Paul Garner explains what his favourite hookbait is and what makes it so perfect. 

What makes the perfect hookbait? Mine would need to have the right texture, breakdown speed and buoyancy. It would be easy to hook, of a perfect flavour and colour, and I’d want to be able to change the size and shape quickly.

That’s a big ask, and most baits fall down on one or more counts, yet I’ve been using one that fits the bill perfectly for two years. 

Initially developed for fishing the Method for crucians, my set gel baits have become firm favourites and have caught me loads of different species, from carp and tench to chub and barbel.

The beauty of these baits is their versatility. Easy to make, they can be adapted to suit almost any situation and can be used with a huge range of additives for true customisation. 

Gels are long-lasting in water, staying intact for several hours. The outside becomes almost slimy as it absorbs water and begins to break down, creating a lovely flavour trail. 

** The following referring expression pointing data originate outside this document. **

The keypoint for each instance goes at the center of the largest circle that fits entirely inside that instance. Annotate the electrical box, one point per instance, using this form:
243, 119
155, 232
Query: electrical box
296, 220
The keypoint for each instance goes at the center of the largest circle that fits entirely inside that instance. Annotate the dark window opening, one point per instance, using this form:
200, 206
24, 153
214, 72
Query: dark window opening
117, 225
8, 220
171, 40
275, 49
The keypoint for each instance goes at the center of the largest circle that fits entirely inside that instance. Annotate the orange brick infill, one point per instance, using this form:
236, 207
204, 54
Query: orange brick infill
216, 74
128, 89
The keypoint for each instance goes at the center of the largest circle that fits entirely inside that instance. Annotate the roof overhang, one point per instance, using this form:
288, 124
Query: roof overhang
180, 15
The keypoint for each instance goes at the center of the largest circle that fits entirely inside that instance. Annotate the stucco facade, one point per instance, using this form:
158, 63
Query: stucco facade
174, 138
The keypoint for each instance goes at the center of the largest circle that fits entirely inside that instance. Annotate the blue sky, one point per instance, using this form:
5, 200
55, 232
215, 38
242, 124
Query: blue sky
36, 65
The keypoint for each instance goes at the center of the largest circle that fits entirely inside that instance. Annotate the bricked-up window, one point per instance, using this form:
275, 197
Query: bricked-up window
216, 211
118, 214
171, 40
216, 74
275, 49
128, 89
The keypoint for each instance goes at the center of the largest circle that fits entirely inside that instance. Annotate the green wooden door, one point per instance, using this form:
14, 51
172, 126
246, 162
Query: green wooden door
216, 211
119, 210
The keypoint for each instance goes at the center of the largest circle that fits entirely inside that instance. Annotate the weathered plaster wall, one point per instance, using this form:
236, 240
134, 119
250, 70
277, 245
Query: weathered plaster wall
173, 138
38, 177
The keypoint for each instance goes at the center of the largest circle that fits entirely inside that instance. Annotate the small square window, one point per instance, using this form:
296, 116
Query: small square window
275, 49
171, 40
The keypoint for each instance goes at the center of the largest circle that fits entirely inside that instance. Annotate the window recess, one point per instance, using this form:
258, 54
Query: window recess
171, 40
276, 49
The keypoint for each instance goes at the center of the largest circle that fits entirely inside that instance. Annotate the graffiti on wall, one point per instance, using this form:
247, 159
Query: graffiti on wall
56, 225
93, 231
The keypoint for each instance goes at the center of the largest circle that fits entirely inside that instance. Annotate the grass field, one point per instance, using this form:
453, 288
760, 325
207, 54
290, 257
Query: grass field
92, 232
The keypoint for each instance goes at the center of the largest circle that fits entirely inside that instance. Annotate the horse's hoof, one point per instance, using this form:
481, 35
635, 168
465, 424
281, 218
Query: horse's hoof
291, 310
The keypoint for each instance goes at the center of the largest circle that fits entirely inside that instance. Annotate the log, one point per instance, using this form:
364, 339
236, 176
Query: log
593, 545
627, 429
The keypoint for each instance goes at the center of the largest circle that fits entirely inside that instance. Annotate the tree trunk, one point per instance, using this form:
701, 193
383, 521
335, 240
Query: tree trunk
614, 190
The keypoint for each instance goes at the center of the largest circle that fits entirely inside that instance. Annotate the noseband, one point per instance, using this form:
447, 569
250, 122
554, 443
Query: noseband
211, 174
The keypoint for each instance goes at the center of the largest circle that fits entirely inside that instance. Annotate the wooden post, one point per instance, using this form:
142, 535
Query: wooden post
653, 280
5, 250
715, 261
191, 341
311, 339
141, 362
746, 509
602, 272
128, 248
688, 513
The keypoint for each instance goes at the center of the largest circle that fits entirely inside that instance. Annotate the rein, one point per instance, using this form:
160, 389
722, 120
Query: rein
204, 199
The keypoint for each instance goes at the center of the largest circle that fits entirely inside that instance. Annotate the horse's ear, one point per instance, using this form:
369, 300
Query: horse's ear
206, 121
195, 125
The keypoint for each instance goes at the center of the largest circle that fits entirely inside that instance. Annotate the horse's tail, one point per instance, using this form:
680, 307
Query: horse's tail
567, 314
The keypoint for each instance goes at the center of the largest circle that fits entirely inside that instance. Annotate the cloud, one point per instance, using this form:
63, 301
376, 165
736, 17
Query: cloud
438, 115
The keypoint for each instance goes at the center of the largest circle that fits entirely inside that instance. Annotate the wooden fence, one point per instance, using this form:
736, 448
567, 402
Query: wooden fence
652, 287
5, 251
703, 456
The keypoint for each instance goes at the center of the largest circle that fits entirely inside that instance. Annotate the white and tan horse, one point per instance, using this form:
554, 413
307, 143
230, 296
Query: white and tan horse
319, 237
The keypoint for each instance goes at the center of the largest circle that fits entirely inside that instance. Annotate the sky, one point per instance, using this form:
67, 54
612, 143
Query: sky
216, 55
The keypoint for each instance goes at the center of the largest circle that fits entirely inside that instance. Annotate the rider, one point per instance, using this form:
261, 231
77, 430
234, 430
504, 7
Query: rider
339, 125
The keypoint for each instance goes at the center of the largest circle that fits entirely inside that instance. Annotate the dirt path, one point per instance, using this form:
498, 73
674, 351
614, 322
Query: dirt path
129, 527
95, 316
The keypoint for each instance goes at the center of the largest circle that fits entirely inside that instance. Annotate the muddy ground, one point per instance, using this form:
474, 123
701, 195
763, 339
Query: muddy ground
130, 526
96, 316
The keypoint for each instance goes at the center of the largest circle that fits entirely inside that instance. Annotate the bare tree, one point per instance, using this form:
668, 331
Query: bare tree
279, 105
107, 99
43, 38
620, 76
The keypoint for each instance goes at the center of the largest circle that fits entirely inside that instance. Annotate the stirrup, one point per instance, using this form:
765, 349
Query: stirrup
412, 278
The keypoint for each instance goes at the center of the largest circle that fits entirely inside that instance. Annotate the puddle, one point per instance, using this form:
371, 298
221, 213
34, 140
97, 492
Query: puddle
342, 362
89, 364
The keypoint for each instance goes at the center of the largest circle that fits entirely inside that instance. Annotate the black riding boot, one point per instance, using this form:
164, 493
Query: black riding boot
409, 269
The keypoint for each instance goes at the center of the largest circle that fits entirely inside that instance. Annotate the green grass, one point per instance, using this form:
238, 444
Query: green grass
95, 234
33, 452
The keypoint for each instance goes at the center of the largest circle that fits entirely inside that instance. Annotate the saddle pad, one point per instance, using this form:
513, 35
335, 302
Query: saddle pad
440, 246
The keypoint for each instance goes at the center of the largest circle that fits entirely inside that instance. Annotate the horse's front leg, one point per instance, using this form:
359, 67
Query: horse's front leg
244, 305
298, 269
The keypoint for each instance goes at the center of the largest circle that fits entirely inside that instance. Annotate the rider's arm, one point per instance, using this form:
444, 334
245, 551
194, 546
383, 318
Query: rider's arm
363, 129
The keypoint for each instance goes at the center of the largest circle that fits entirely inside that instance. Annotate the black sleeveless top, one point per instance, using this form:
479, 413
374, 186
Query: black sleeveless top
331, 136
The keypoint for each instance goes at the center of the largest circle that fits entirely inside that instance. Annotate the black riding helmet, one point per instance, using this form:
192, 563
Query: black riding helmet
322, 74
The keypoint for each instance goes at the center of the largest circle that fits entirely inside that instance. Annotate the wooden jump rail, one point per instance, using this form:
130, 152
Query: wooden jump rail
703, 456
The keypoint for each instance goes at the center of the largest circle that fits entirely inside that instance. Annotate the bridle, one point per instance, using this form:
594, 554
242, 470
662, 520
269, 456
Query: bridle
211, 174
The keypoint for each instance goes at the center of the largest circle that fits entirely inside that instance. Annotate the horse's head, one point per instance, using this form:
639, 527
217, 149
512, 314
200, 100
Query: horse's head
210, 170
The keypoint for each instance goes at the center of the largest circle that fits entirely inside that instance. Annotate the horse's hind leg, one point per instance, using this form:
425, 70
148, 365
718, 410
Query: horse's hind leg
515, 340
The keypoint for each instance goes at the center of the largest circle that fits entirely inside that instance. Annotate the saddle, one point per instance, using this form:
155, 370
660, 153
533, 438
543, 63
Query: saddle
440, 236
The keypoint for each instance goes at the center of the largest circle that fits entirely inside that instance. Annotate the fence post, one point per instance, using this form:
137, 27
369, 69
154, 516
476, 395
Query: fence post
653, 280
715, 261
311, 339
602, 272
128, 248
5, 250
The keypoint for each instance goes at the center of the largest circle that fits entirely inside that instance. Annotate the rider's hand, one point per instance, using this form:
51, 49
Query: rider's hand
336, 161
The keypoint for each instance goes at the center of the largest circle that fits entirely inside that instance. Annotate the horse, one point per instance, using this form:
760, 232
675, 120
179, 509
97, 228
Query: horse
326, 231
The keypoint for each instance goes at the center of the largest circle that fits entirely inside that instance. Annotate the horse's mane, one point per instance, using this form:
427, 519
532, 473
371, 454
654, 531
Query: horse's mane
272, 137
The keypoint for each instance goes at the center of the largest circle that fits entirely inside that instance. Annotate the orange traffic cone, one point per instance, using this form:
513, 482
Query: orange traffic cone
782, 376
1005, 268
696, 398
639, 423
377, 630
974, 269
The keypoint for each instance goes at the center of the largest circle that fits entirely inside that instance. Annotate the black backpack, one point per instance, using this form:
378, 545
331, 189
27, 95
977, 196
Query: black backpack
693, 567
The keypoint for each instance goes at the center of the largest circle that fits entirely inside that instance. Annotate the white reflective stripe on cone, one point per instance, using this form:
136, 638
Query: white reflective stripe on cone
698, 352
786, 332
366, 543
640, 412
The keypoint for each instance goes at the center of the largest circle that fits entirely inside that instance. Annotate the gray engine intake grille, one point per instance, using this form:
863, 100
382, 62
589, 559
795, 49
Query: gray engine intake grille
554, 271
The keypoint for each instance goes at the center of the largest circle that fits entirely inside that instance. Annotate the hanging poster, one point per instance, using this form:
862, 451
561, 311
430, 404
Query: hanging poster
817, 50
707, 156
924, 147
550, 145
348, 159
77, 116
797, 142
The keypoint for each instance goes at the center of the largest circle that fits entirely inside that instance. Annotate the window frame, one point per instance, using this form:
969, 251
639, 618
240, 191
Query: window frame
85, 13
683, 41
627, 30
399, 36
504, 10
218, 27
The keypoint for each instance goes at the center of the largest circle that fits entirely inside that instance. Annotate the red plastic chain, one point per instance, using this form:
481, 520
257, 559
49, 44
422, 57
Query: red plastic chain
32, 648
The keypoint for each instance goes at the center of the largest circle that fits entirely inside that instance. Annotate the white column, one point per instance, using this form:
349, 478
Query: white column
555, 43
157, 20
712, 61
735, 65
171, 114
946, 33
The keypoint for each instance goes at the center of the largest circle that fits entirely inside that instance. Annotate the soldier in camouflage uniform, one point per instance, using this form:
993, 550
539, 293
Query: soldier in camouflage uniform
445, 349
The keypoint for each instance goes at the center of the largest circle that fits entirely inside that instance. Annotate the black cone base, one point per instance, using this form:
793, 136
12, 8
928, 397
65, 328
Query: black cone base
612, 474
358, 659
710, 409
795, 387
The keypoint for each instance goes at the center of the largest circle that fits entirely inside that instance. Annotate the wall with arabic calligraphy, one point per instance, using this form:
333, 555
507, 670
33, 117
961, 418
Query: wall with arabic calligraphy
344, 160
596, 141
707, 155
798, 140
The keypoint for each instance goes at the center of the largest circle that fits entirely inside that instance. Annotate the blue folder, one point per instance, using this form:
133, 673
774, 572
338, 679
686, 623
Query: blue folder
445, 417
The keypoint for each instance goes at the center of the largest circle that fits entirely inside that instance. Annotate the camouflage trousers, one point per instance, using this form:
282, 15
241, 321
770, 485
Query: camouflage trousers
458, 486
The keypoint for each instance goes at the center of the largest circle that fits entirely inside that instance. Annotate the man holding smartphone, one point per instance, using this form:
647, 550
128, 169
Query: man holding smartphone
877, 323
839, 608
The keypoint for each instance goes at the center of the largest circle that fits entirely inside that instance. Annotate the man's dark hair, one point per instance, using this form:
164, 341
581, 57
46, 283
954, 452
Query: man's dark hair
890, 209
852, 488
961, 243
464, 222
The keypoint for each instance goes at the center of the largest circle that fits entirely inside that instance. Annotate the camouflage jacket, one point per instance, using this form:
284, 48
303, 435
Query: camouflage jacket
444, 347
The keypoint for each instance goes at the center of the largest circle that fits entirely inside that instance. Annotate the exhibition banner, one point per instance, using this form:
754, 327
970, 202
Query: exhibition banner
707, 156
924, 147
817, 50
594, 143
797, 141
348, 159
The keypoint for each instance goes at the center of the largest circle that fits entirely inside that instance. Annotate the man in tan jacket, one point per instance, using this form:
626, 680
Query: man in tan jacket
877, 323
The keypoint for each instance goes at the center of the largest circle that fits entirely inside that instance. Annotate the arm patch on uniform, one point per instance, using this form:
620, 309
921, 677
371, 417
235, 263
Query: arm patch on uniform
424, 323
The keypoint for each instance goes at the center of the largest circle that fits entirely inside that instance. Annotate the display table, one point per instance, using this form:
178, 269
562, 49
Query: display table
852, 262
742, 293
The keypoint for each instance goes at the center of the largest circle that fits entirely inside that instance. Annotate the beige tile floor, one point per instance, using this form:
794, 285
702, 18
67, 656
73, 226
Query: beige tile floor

I do believe that fish generally prefer softer baits, and gels offer the perfect compromise between a soft outer skin and a rubbery structure. 



The secret to making my gel baits is a product known as Vege-Gel that you can buy from most supermarkets. 

I came across this gelatine substitute when first playing around with set baits, and after some experimentation I found that it worked perfectly. The active ingredients are natural gelling agents that set when heated. Vege-Gel is used in baking, but by increasing the concentration it sets to make the perfect hookbait. Better still, just about any liquid or fine powder can be added to give it a distinctive flavour. 


Making gel hookbaits is very easy if you follow my method. On its own the gel has virtually no taste and a clear colour, so it takes dyes and flavours very well. 

In fact, if you want a really bright bait, adding half-a-teaspoonful of powdered dye will give you an incredibly vivid colour. 

The same applies with liquid flavours and additives. The bland base means that the flavour really comes through. Keep levels very low, though, as it is very easy to overdo the flavour level. 

I normally stick to about half the manufacturer’s recommended level. Food dips and liquid foods, which are not so concentrated, are ideal for these baits, giving more margin for error and a much rounder flavour to the bait.


You are not limited to just liquid additives in gels. Powders such as krill, squid and liver can be added – and what about groundbaits? 

Imagine being able to use a hookbait that has exactly the same smell as the groundbait that you are introducing! All you need to do is add a handful of dry groundbait to the gel liquid and you will produce baits with the same flavour and colour as the feed. This has proved a useful tactic when fishing groundbait on the Method feeder for bream, as the fish just hoover up the whole lot without even noticing the hookbait amid the crumb. 


Another gel technique that I have been trying out is hookbaits incorporating micro pellets.

 Initially, I ground the pellets down to a fine powder before mixing them into the bait, but although this worked well, it was time-consuming. Eventually, I tried adding tiny 1mm-2mm micros, and they worked a treat!

Once again, the finished bait perfectly matched the feed, giving me a really distinctive hookbait. 

The bottom line is that you can use just about any additives you like to gel baits, and by altering the amount of water added go from a super-soft to a firm finished bait that can be tailored to the style of fishing that you are doing.

Recently I have been using larger baits to target bigger carp, and this has been very successful too. 

For bigger fish I make the slab of bait slightly thicker, and once it has fully cooled I cut it into cubes and fish it just like luncheon meat.

My results have been excellent, so why not give it a go?